En la ciudad de Jerusalén, en el siglo I, había un judío llamado Nicanor. Era un hombre piadoso y devoto, que había estudiado las Escrituras y se había criado en la tradición judía. Sin embargo, cuando escuchó predicar a los apóstoles sobre Jesús de Nazaret, algo cambió en su corazón.
Nicanor se sintió atraído por la mensagem de Jesús y comenzó a seguir a los apóstoles. Se convirtió en un discípulo ferviente y pronto se unió a la comunidad cristiana en Jerusalén.
Pero Nicanor no era solo un converso, era también un líder natural. Los apóstoles lo eligieron para ser uno de los primeros diáconos de la Iglesia, junto con Esteban, Felipe, Prócoro, Nicolás y otros.
Como diácono, Nicanor se dedicó a servir a los pobres y necesitados de la comunidad. Distribuía alimentos y otros bienes a los que lo necesitaban, y se aseguraba de que todos fueran atendidos con amor y compasión.
Pero la vida de Nicanor no estuvo exenta de desafíos. La comunidad cristiana en Jerusalén estaba sufriendo persecución por parte de las autoridades judías y romanas. Los apóstoles estaban siendo perseguidos y muchos cristianos estaban siendo encarcelados o martirizados.

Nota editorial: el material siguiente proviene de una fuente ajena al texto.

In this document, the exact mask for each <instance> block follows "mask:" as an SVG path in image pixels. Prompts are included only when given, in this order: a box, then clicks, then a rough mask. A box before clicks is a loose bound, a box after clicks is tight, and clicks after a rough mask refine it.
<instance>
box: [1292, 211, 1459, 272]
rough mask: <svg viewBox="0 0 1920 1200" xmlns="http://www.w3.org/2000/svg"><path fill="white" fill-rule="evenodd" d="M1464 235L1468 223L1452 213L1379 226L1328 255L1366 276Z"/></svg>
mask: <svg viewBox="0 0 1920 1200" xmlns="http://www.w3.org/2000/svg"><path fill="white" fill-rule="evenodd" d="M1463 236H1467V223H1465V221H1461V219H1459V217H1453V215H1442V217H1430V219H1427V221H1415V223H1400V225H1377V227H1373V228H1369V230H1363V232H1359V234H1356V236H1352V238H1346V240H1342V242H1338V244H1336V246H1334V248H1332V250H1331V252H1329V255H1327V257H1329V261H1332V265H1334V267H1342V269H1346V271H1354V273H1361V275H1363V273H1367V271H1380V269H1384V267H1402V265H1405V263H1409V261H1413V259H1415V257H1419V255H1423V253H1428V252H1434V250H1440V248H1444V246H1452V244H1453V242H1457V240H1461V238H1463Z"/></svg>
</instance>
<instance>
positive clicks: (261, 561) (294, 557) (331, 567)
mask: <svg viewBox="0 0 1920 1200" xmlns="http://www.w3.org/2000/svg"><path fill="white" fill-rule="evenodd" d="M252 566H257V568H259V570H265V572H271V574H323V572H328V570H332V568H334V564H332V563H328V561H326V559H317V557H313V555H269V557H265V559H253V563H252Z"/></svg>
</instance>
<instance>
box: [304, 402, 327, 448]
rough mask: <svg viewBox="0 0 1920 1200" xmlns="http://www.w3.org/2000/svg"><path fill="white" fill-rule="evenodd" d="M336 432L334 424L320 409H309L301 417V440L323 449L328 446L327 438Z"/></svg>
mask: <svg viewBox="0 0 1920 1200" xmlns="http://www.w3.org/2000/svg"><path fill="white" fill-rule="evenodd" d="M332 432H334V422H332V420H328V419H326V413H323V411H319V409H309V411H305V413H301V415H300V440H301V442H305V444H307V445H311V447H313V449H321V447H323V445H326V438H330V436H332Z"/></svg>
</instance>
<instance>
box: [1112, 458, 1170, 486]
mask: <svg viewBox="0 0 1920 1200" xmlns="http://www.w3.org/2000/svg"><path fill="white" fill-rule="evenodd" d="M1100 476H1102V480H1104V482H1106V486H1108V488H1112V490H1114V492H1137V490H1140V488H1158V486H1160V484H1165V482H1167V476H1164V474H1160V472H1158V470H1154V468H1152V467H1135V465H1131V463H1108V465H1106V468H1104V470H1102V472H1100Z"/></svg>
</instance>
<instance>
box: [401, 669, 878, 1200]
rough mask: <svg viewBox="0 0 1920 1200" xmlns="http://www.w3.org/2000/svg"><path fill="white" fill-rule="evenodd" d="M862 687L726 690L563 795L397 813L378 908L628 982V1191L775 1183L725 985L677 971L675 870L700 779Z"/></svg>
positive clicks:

A pesar de los peligros, Nicanor se mantuvo firme en su fe. Siguió sirviendo a los demás y predicando el Evangelio de Jesucristo. Y cuando finalmente fue arrestado y condenado a muerte, Nicanor se enfrentó a su martirio con valentía y fe.
Según la tradición, Nicanor fue lapidado o apedreado hasta la muerte en Jerusalén. Pero su muerte no fue en vano. Su ejemplo de fe y servicio inspiró a muchos otros cristianos a mantenerse firmes en su fe, incluso en medio de la persecución.
Hoy en día, San Nicanor es recordado como un mártir y un héroe de la fe. Su historia nos recuerda la importancia de servir a los demás y de mantenernos firmes en nuestra fe, incluso en medio de los desafíos y la persecución.